In the case of The Ambassador, well, it isn’t super old, but it is 2011. Half a decade ago! But hey, it also happens to be a foreign documentary. That’s a double whammy here. I watched it with subtitles. Sometimes they spoke English, sometimes not English, but I read the whole dang thing. The reason I am watching The Ambassador is because I bought it blindly at a sale. It was a $3 Blu-Ray, so my deal alarms went off and I just snatched it up. If I didn’t watch it right away to review, that $3 value would have evaporated into thin air as the movie entered my DVD Case, most likely never to be seen again.
Shit, that just got dark. Hopefully The Ambassador is a cheery documentary about nice things and happy thoughts!
The Ambassador is about a real live journalist, Mads Brügger, from Denmark. I don’t know if he was famous before this documentary, I don’t know if he became famous after this documentary. But he wanted to talk about corruption in Africa and blood diamonds. He wanted to do some of that investigative journalism, putting his own butt on the line to tell the story. And tell the story he did! With hidden and visible cameras.
First thing I need to make clear is that Brügger is a man who was born in Denmark and lived there hist whole life. Sure he has traveled, but he is Danish through and through. Repetition of this fact is important, because to expose corrupt government officials, Brügger is going to become a political ambassador. Not from Denmark, but from Liberia, an African country, with his goal to become the Ambassador to the Central African Republic. A really ballsy goal. And a strange one.
This feels like a movie with that plot line. I already can’t believe this super white guy can do any of this.
But he blends in so naturally with the natives.
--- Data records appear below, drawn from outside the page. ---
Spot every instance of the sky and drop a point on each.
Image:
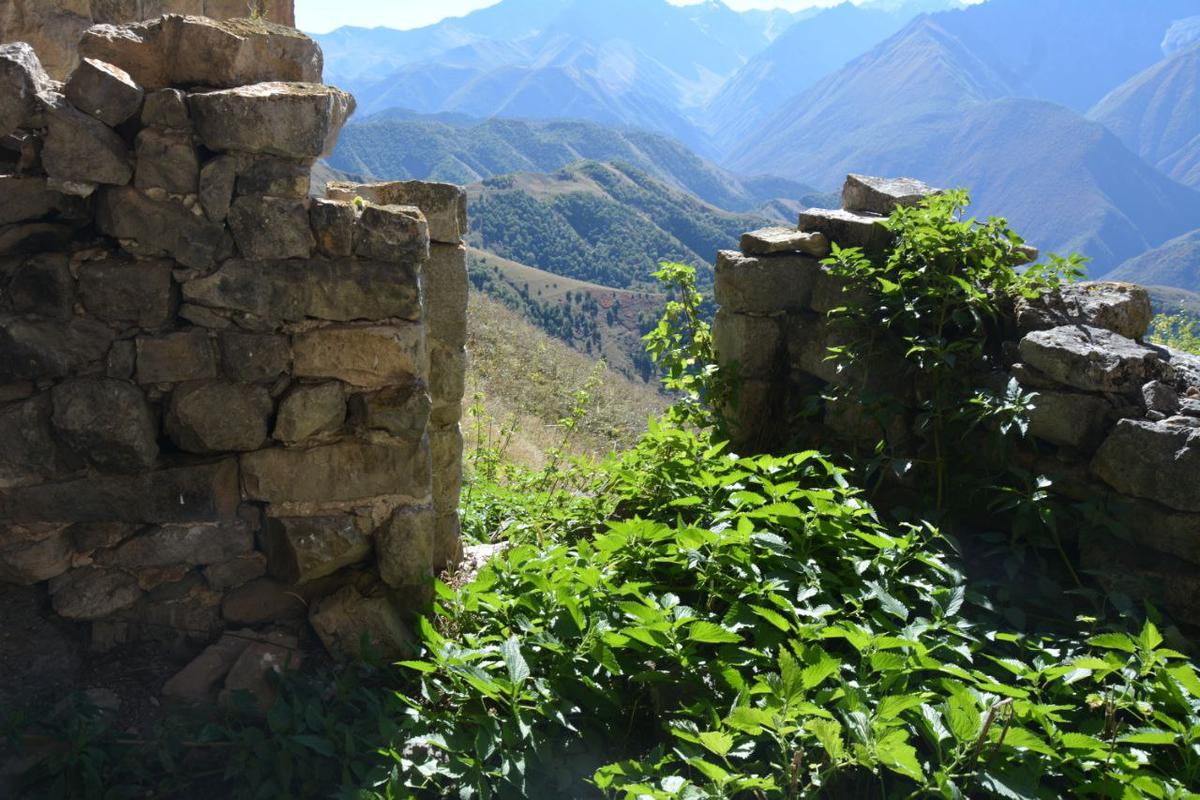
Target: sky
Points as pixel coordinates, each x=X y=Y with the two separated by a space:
x=323 y=16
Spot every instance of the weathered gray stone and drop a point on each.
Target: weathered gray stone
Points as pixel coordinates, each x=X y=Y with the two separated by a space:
x=445 y=449
x=36 y=236
x=199 y=681
x=28 y=447
x=293 y=120
x=167 y=160
x=400 y=410
x=90 y=536
x=444 y=205
x=235 y=572
x=107 y=422
x=105 y=91
x=749 y=344
x=369 y=358
x=1152 y=461
x=1120 y=307
x=255 y=358
x=202 y=52
x=763 y=284
x=448 y=549
x=159 y=227
x=447 y=288
x=195 y=545
x=391 y=233
x=91 y=593
x=137 y=49
x=309 y=411
x=1071 y=420
x=448 y=380
x=39 y=349
x=201 y=493
x=405 y=547
x=27 y=198
x=333 y=227
x=271 y=228
x=82 y=149
x=768 y=241
x=347 y=470
x=868 y=194
x=30 y=554
x=22 y=80
x=166 y=108
x=177 y=358
x=219 y=416
x=252 y=673
x=275 y=178
x=300 y=549
x=1159 y=397
x=343 y=619
x=1092 y=359
x=42 y=286
x=299 y=289
x=847 y=229
x=126 y=292
x=217 y=180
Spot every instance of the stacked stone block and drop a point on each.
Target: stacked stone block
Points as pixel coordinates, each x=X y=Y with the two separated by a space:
x=445 y=286
x=1115 y=420
x=227 y=411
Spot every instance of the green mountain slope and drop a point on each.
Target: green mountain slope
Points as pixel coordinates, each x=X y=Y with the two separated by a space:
x=401 y=145
x=1174 y=264
x=924 y=103
x=1157 y=115
x=595 y=320
x=600 y=222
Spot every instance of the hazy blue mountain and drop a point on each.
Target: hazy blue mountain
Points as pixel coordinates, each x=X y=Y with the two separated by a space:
x=1069 y=52
x=1174 y=264
x=1181 y=35
x=397 y=145
x=925 y=103
x=1157 y=114
x=803 y=54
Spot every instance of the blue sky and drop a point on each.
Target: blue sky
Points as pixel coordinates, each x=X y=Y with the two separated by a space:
x=322 y=16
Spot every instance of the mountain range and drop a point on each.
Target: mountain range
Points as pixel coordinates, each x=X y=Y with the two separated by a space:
x=1077 y=119
x=401 y=145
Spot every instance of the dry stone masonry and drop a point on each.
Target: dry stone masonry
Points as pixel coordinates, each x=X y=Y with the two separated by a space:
x=228 y=413
x=1115 y=420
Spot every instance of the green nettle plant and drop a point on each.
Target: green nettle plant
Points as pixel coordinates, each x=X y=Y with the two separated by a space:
x=925 y=312
x=678 y=623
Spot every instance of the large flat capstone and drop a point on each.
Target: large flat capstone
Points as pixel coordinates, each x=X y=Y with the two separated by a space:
x=1092 y=359
x=292 y=120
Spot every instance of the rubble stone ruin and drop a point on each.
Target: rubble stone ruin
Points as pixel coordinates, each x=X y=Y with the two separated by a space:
x=228 y=411
x=1115 y=420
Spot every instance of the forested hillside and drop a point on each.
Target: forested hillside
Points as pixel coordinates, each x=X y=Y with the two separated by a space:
x=604 y=223
x=403 y=145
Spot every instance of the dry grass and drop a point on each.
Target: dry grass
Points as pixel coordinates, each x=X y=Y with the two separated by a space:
x=528 y=379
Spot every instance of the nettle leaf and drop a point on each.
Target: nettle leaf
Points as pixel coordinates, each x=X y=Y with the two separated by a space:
x=828 y=733
x=712 y=633
x=519 y=671
x=894 y=752
x=1149 y=737
x=1114 y=642
x=717 y=741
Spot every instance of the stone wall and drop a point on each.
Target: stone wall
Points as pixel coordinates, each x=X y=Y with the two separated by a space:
x=228 y=413
x=54 y=26
x=1115 y=420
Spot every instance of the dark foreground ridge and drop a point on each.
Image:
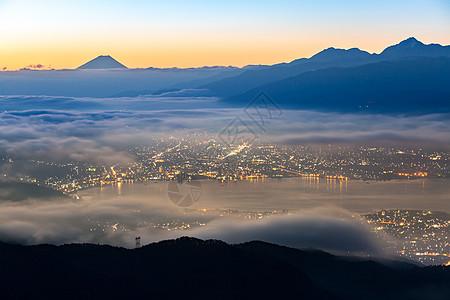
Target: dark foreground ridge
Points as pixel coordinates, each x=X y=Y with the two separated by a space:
x=189 y=268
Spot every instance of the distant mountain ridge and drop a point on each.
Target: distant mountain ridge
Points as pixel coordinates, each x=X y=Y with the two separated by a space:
x=188 y=268
x=410 y=85
x=102 y=62
x=327 y=58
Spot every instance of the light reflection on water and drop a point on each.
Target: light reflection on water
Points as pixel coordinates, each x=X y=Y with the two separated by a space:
x=296 y=194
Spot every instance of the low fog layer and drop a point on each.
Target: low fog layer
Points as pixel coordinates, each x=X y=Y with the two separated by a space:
x=38 y=220
x=101 y=129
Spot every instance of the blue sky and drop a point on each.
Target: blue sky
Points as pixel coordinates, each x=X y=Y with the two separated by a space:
x=195 y=33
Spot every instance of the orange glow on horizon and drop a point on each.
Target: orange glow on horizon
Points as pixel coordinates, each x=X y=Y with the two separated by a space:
x=238 y=52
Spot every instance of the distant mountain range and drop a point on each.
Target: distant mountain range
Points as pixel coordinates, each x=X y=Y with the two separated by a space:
x=189 y=268
x=407 y=77
x=408 y=85
x=327 y=58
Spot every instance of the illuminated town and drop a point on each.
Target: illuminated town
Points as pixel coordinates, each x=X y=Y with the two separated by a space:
x=164 y=159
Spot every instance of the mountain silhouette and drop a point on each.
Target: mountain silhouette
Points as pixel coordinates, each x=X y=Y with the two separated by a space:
x=102 y=62
x=412 y=47
x=188 y=268
x=416 y=85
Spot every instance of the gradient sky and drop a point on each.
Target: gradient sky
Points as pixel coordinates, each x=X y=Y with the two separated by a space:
x=66 y=34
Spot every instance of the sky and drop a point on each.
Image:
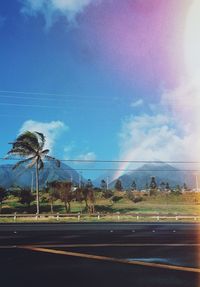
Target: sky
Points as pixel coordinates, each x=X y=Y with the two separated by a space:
x=102 y=79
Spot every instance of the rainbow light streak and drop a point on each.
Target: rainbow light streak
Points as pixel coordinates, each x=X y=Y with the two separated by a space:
x=184 y=98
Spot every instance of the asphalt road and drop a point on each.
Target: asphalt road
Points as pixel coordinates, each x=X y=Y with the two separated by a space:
x=100 y=254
So how does any of this work out? Well, first, if you are stupidly wealthy and European, there are people who want to talk to you. You can pay an absurd amount of money to become an ambassador or consul of a poor struggling nation. The funds you pay go to the nation (And the people who broker the deal) and they have openings that need to be filled. Now of course, if you become a representative of a country, you can not just go and do illegal things. That will make them mad at you and bad things will happen.
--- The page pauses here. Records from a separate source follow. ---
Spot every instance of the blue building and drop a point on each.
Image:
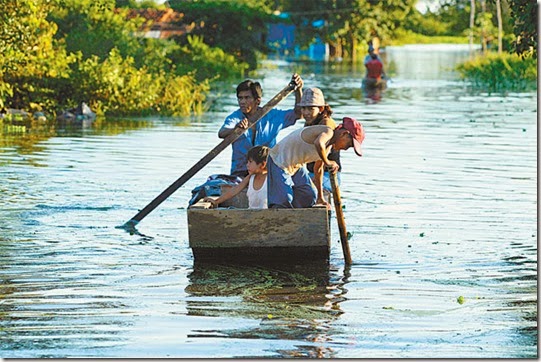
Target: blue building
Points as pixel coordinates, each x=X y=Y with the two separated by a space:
x=281 y=39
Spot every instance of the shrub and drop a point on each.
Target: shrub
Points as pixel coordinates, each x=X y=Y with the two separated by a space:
x=500 y=72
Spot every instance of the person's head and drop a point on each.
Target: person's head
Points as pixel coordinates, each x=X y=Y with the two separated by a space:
x=349 y=133
x=257 y=159
x=249 y=96
x=312 y=104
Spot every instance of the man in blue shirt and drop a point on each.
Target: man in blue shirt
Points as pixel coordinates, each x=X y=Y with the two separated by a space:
x=265 y=131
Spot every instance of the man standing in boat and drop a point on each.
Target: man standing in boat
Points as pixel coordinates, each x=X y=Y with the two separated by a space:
x=374 y=69
x=288 y=182
x=265 y=131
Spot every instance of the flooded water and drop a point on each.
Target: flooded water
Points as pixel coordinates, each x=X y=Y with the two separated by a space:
x=442 y=208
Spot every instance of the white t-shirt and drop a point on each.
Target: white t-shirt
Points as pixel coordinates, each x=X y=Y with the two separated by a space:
x=257 y=199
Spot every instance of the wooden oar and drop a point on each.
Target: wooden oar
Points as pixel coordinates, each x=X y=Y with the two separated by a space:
x=340 y=217
x=129 y=225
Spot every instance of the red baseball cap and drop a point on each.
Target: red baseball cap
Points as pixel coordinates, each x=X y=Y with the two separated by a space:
x=356 y=131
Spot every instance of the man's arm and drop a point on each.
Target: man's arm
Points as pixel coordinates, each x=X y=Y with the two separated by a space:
x=228 y=127
x=230 y=193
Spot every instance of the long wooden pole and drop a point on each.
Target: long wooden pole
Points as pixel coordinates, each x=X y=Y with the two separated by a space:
x=209 y=157
x=340 y=217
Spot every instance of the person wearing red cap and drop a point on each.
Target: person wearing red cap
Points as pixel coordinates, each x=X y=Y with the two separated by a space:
x=288 y=185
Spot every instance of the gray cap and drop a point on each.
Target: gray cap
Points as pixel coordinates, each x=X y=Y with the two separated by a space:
x=312 y=97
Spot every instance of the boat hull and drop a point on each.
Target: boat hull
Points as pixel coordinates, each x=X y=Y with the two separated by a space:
x=246 y=235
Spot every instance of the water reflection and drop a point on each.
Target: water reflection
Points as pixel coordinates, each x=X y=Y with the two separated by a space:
x=292 y=303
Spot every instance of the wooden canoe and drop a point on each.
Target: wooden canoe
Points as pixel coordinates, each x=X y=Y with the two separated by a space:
x=239 y=234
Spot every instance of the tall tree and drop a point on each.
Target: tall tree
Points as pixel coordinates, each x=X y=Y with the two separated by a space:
x=525 y=20
x=500 y=26
x=472 y=24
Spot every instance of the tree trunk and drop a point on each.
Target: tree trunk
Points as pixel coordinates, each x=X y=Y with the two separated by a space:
x=483 y=30
x=353 y=48
x=500 y=26
x=472 y=24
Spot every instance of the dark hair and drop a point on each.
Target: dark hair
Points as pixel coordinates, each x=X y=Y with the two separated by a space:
x=253 y=87
x=258 y=154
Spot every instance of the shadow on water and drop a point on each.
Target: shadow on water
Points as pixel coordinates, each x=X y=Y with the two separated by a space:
x=295 y=303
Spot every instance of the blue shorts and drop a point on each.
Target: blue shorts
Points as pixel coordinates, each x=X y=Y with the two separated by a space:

But this is corruption we are talking about! Of course people will do bad things. But his idea is to go to the Central African Republic (CAR), pretend to want to set up a match making factory, but instead secretly get into the diamond business. Once he gets involved with diamond people, he can get uncut, unlicensed diamonds, sneak them out of the country to wherever he wants, and take them home. It isn’t easy, CAR is a dangerous country with government issues. But it isn’t super hard either. A lot of people are willing to help him out, because it means they can make money on the side as well.
And honestly, money is the greatest way to get things to go your way.
Needless to say, some of the things Brügger are able to do end up being quite shocking. By the end I was surprised. I was more surprised that this thing was even released, because certainly it will make government agents at various places around the world quite pissed off. And some rich people as well.
I am watching this film five years after the fact though. I don’t know if this documentary led to any change about anything. It is still crazy that just anyone (with money) could do something like that and gain some diplomatic immunity.
My biggest problem with this documentary though is that it is incredibly hard to really follow, especially early on. They talk to a whole lot of people, some of which are important, some of which are not. Names are hard to remember, which part of the process is happening gets confusing and it is just a struggle to keep up. I figured out most of it by the end…kind of. But man, I was lost constantly. I was scared to even write this review, wondering what I would say when I had to descrbe the movie.
The answer was keep it vague, stall in the beginning, and talk about how insane of an idea this was in the first place. Brügger could have been killed. He could be dead right now for all I know. But Journalism is sexy and sometimes you gotta take some risks.